Driven by the introduction of blockchain-based payment networks, business-to-business cross-border transactions are expected to hit 14 billion in 2023, rising from 13.5 billion in 2019, a 7 percent increase.
According to research from U.K.-based Juniper Research, international payments will become faster, cheaper and less complex, driven by network innovation. The digitalization of cross-border payment networks — aligned with the use of cloud-based tools, APIs and blockchain — will enable the replacement of bilateral networks with multilateral models, improving efficiency and reducing costs.
In its report, B2B Money Transfer — Domestic & Cross-Border Market Opportunities 2019-2023, Jupiter assessed 12 non-banking payment providers, comparing their product features, breadth of solutions and revenues as well as overall network strength. The research ranked the five leading B2B payment vendors as follows:
- Money Corp
- Currencies Direct
Money Corp offers comprehensive platform functionalities including specific solutions for eight different industries. TorFX offers a broad range of foreign exchange sevices, marketing insights and the innovative scheduling of regular overseas payments. Third-ranked TransferMate supports transactions in an impressive 134 currencies.

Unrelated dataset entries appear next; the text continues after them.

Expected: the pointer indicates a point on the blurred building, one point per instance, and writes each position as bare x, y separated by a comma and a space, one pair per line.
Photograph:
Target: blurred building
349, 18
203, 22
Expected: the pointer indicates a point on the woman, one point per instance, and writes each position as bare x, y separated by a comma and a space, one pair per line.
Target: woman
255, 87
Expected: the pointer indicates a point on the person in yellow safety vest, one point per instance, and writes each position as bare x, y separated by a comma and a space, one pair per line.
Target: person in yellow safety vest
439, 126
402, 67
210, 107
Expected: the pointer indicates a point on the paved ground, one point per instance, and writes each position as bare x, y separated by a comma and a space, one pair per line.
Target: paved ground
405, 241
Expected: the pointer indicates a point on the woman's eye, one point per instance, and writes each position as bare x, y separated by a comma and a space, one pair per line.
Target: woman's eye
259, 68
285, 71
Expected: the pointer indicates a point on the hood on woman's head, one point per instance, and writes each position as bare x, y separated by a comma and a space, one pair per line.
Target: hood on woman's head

Most international B2B transactions are still made via traditional, bilateral methods due to legacy infrastructure, which results in slow, non-traceable and expensive transactions. The lack of transparency inherent in these systems allows intermediate banks and non-banking institutions to charge high exchange rates and additional fees.
As blockchain affords complete traceability of transactions, its introduction would increase transparency, improve standardization and reduce errors. The research recommended that payment network providers must invest in blockchain to ensure future competitiveness.
Research author Maite Bezerra remarked, “Future growth in B2B cross-border transactions will be driven by innovative corporate payment solutions that make transparency central to their models, following the example set by disruptive vendors in the consumer money transfer market.”